Don't Cancel Russian Culture
Refusing to engage with Russian culture will not change President Vladimir Putin’s calculations, let alone impel him to withdraw his forces from Ukraine. It will merely cut off a potential source of information about his objectives and motivations, while seemingly lending credence to his claims that Russia is a "besieged fortress."

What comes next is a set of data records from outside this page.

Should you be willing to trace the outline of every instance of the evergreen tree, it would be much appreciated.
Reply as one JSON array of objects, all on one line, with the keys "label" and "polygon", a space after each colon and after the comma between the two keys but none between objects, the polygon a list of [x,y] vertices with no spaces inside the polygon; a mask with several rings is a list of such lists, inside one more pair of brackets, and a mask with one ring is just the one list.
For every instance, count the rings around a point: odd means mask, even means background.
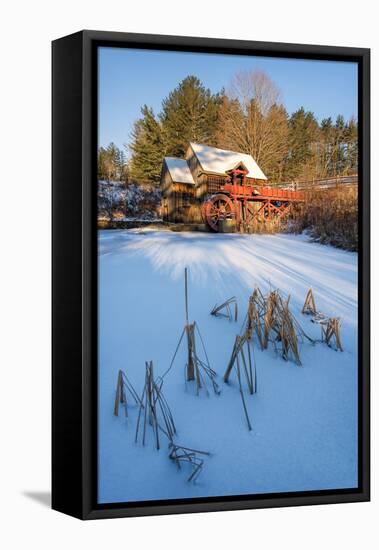
[{"label": "evergreen tree", "polygon": [[162,129],[153,110],[147,105],[142,107],[141,113],[142,117],[134,123],[132,132],[130,178],[157,185],[165,156]]},{"label": "evergreen tree", "polygon": [[118,179],[120,181],[123,181],[124,183],[127,183],[128,166],[126,162],[125,152],[122,151],[121,149],[118,150],[118,155],[117,155],[117,172],[118,172]]},{"label": "evergreen tree", "polygon": [[354,118],[351,118],[346,127],[346,168],[352,172],[358,172],[358,125]]},{"label": "evergreen tree", "polygon": [[346,170],[346,124],[342,115],[338,115],[334,125],[334,174]]},{"label": "evergreen tree", "polygon": [[288,114],[283,105],[273,105],[266,116],[267,136],[262,155],[264,173],[276,182],[283,180],[289,152]]},{"label": "evergreen tree", "polygon": [[100,147],[97,162],[98,179],[120,181],[125,170],[125,155],[112,142],[108,147]]},{"label": "evergreen tree", "polygon": [[106,150],[100,147],[97,154],[97,178],[99,180],[106,179]]},{"label": "evergreen tree", "polygon": [[[319,127],[314,114],[301,107],[289,119],[290,152],[287,160],[287,177],[298,178],[309,171],[317,157]],[[312,170],[315,167],[312,166]]]},{"label": "evergreen tree", "polygon": [[106,148],[105,166],[108,180],[118,180],[118,161],[120,150],[111,142]]},{"label": "evergreen tree", "polygon": [[167,154],[183,157],[190,141],[215,144],[220,96],[213,95],[195,76],[187,76],[162,102],[163,135]]},{"label": "evergreen tree", "polygon": [[332,173],[334,129],[331,117],[324,118],[320,124],[318,176],[327,177]]},{"label": "evergreen tree", "polygon": [[333,120],[332,117],[323,118],[320,124],[321,135],[327,142],[331,142],[333,133]]},{"label": "evergreen tree", "polygon": [[321,121],[320,176],[335,176],[357,170],[358,134],[354,119],[348,123],[338,115]]}]

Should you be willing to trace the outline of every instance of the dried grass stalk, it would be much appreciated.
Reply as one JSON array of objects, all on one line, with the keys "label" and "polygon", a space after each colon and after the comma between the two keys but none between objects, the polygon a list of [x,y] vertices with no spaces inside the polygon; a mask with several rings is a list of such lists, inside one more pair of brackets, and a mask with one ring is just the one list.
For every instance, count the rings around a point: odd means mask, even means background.
[{"label": "dried grass stalk", "polygon": [[198,455],[209,456],[210,453],[170,443],[169,458],[175,462],[178,469],[181,469],[183,463],[192,467],[192,472],[187,481],[196,481],[203,469],[204,460]]},{"label": "dried grass stalk", "polygon": [[334,347],[343,351],[341,343],[341,323],[338,317],[330,317],[326,322],[320,323],[321,325],[321,339],[328,346]]},{"label": "dried grass stalk", "polygon": [[[232,314],[232,305],[234,305],[234,315]],[[211,311],[211,315],[214,315],[215,317],[226,317],[229,321],[232,321],[234,318],[234,321],[237,321],[238,305],[236,297],[232,296],[232,298],[229,298],[222,304],[216,304]]]},{"label": "dried grass stalk", "polygon": [[113,414],[115,416],[118,416],[120,405],[124,406],[125,416],[128,416],[128,401],[126,397],[127,393],[129,393],[129,395],[132,397],[133,401],[137,405],[141,405],[141,401],[136,390],[134,389],[133,385],[129,381],[125,372],[120,369],[117,375],[116,397],[115,397],[114,409],[113,409]]},{"label": "dried grass stalk", "polygon": [[138,441],[142,432],[142,444],[145,445],[147,425],[150,425],[154,432],[155,446],[159,449],[160,432],[171,442],[176,433],[176,428],[170,407],[163,395],[163,379],[154,379],[152,361],[147,361],[145,368],[145,385],[140,400],[135,441]]},{"label": "dried grass stalk", "polygon": [[247,382],[249,393],[251,395],[256,393],[257,391],[257,371],[256,371],[255,363],[252,361],[250,342],[246,333],[243,336],[236,336],[233,350],[232,350],[232,355],[230,357],[230,361],[228,363],[228,366],[224,374],[225,383],[229,382],[233,369],[235,370],[237,375],[238,386],[240,390],[241,401],[242,401],[242,406],[245,413],[247,426],[249,430],[252,430],[249,413],[246,406],[245,396],[243,393],[241,370],[242,370],[242,374],[244,374],[244,378],[245,378],[245,381]]},{"label": "dried grass stalk", "polygon": [[314,340],[302,329],[290,308],[290,296],[286,299],[278,290],[264,296],[255,288],[249,299],[248,311],[244,324],[244,334],[248,340],[255,334],[262,349],[267,349],[270,342],[285,360],[292,359],[301,365],[299,340]]},{"label": "dried grass stalk", "polygon": [[306,315],[317,315],[316,302],[311,288],[307,292],[301,313]]},{"label": "dried grass stalk", "polygon": [[[170,366],[163,374],[164,378],[168,372],[171,370],[174,365],[176,356],[178,354],[179,348],[182,344],[184,335],[186,335],[187,340],[187,363],[185,364],[185,380],[186,382],[195,381],[196,383],[196,394],[199,395],[200,390],[203,388],[207,395],[209,395],[207,388],[207,380],[212,384],[213,391],[215,394],[220,394],[220,388],[216,382],[217,373],[212,369],[209,363],[207,350],[205,349],[204,340],[201,336],[200,330],[196,322],[190,323],[188,321],[188,270],[185,268],[185,287],[184,287],[184,298],[185,298],[185,312],[186,312],[186,324],[182,331],[182,334],[179,338],[179,342],[176,346],[175,353],[171,360]],[[197,351],[197,338],[200,340],[202,354]]]}]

NEW YORK – Before he wrote The Brothers Karamazov or Notes from the Underground, Fyodor Dostoevsky was sentenced to death by the czarist government for allegedly participating in revolutionary activities, sent to a Siberian prison camp, and forced to perform military service in exile. Nonetheless, it was after returning from Europe, where he spent years living in freedom, that Dostoevsky wrote in A Writer’s Diary, that “everyone” has “secretly harbored malice against” Russians, that Russians “were followers and slaves.”
With many, if not most, cultural institutions in both Europe and the United States having effectively “canceled” Russian artists and culture, Dostoevsky’s words ring truer than ever. As Ian Buruma recently noted, Russians are now increasingly thinking that the Kremlin might have been right all along: Russia really is a “besieged fortress,” forever misunderstood and undermined by a hostile West.
Of course, there is something of a chicken-or-egg question at play here. The West’s rejection of Russian culture is a response to Russian President Vladimir Putin’s launching of a brutal “special military operation” in Ukraine. But that operation, Putin claims, was a response to Western hostility – in particular, America’s efforts to turn Ukraine into “anti-Russia.” According to Russian ambassador to the United Nations Vasily Nebenzya, the goal is not to eliminate Ukraine, “a dear and friendly nation,” but to prevent it from serving America’s “anti-Russian agenda.”